2010年2月〜2011年8月/Push Pop Press
2009年8月にアップルを退社後、Push Pop Pressを立ち上げます。Push Pop PressではAl Gore(アル・ゴア)の「私たちの選択」を電子書籍としてリリースしています。こちらの詳しい説明はMike Matas本人がTEDで説明していますので、ご覧いただけると大変わかり易いかと思います。
電子書籍としての特徴を活かした作りになっているのはもちろんですが、この動画を見て印象深かったのは表紙・記事・記事内の写真や動画の関係性が明確であること。特に記事内の写真の拡大(または縮小)時のインタラクションは、その特徴が明示的に表現されており、細かなところまで考えこまれた素晴らしいデザインだと感じました。
2010年9月〜2011年8月/Nest Labs
この間にNestのサーモスタット(温度調節装置)のデザインもしています。この当時、NestのCEOはiPodの発案者でiPod部門担当上級副社長だったTony Fadell(トニー・ファデル)です。Mike Matasへの発注はTony Fadellの意向が強く働いたのかもしれませんね。
2011年8月〜現在/Facebook
Mike Matasが立ち上げたPush Pop Pressは2011年にFacebookに買収されることになり、Mike Matas本人もFacebookで働くことになります。そこで担当したのがFacebookが発表したPaperです。PaperのiOS版は残念ながら日本アカウントでは使用することができないのですが、以下のコンセプト動画からインターフェースをうかがい知ることができますので是非御覧ください。

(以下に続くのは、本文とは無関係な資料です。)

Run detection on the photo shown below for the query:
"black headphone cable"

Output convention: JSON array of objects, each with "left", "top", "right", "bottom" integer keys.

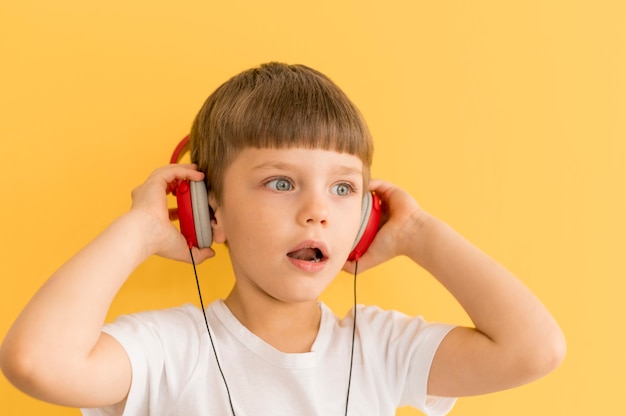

触っていないので何とも言いがたいのですがPush Pop Pressをベースにしたアプリといった印象を受けました。ますます使ってみたくなりますね。よくよく調べてみると日本からでもPaperを使う方法があるようですので気になる方は是非試してみてください。
Mike Matasは現在でもFacebookに在籍しているようです。今年5月にFacebookが公開したInstant ArticlesもMike MatasがUIデザインを担当しています。
以上、Mike Matasの経歴と代表的な作品をまとめてみましたが、まさに天才といえる人物であると改めて感じました。あのアップルがMike Matas依存といえるほど、彼のデザインに心酔していたことがわかりますね。Mike Matasの今後の作品は彼のウェブサイトでも公開されていくはずですので興味のある方は是非チェックしてみてください!